Thursday, May 29, 2003



The dim dark ages

Where did that photo of Patrick Stewart with hair come from? Well, when he was much younger - twenty five years ago, in fact - he was in the BBC's adaptation of Robert Graves' I, Claudius - a historical drama covering the life of the Julio-Claudian emperors, from Augustus to Claudius. I'm watching it on DVD at the moment, though since it's over ten hours, there's a lot to wade through. So far I'm only up to the death of Augustus, so there's a long way to go yet.

The weird bit is seeing famous British actors when they were young, or in roles that are completely different from their stereotype, or with hair. Claudius is played by Derek Jacobi (probably better known to people as Brother Cadfael), and he just looks weird when he's young. Brian Blessed plays Augustus, and he's a damn sight less psychopathic than when he was King Richard IV in the original series of Blackadder. And who is Patrick Stewart? Lucius Aelius Sejanus... he's not bad as the silent psycho, but I'm waiting for a few more episodes to see if he can really carry off the air of menace I expect.

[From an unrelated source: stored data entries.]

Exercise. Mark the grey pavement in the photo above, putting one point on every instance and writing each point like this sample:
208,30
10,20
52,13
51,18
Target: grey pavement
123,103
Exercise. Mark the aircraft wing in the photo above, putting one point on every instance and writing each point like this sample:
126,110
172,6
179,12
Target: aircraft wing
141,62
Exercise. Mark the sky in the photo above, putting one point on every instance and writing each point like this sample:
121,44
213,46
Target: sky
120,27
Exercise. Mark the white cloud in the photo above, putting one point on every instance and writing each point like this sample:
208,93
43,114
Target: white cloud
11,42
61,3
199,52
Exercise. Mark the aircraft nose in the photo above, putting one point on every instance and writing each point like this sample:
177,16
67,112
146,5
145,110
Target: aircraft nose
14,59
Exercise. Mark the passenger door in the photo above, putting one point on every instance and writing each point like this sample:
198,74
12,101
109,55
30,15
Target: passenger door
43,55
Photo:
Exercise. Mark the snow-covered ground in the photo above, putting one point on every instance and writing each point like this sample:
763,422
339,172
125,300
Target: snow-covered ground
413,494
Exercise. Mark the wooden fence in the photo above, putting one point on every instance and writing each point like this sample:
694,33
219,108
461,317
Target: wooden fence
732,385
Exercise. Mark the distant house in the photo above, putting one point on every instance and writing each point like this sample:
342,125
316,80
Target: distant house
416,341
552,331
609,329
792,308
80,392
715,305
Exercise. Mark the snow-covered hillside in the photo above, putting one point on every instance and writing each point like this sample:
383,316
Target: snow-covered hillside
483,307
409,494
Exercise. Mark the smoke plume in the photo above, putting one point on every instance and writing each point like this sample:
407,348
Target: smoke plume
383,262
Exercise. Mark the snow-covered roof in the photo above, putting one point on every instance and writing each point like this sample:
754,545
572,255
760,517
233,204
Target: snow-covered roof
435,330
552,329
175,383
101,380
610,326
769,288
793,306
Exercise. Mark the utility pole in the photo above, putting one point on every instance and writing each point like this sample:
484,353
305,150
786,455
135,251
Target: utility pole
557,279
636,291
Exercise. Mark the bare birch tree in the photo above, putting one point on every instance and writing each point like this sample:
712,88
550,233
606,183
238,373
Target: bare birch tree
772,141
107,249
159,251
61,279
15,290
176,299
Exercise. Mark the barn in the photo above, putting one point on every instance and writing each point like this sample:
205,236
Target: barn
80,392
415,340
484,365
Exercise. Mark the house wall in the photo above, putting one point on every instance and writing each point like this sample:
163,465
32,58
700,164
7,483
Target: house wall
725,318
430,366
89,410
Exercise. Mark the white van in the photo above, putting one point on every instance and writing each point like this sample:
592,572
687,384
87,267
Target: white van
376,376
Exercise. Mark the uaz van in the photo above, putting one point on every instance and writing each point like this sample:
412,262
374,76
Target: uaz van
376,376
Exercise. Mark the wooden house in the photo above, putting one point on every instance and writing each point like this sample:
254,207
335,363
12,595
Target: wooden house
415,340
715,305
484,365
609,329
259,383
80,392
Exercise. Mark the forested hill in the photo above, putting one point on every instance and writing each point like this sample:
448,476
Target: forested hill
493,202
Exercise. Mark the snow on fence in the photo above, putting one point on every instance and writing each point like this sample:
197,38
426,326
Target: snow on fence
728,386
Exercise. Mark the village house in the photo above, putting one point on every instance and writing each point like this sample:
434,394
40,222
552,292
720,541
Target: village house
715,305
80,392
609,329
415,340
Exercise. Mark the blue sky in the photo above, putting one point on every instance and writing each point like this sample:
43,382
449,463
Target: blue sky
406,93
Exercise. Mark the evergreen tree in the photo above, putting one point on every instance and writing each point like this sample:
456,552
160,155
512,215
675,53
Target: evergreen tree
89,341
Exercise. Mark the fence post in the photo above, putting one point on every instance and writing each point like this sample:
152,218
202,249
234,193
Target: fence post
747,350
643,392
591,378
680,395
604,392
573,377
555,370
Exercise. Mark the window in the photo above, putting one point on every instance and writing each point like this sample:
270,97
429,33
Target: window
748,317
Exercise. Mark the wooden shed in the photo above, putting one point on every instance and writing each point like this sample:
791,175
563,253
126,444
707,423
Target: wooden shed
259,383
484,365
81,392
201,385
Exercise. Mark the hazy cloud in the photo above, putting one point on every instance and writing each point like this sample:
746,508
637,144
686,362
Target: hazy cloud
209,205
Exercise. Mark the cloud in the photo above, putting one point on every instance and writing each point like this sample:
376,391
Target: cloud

It's also weird seeing how they made television back in 1976. It comes across very stilted, as if they're filming traditional theatre.

Anyway, I've actually studied the period in question, and this seems to be pretty historically accurate. The central conceit is that Claudius - widely reported by contemporary sources as being a club-footed twitching imbecile - was playing the fool to avoid being dragged into his family's deadly politics. And given that he also wrote several books and wasn't such an idiot as Emperor (and in fact was smart enough to try and avoid being Emperor in the first place; he was dragged to the throne from his hiding place at the back of the library by the Praetorian Guard after they'd topped Caligula), this isn't exactly unsupported. The most notable flaw so far is that Augustus is cast as a putz - he's totally ignorant of his wife's part in setting up and murdering all his potential successors. I find this difficult to believe, but at least it makes things easy for the audiance (and gives them someone to hate - Livia is a spectacularly evil bitch :)

Next stop: the reign of Tiberius. I expect I'll be strongly opinionated about that, given that Tiberius is one of my favourite Emperors.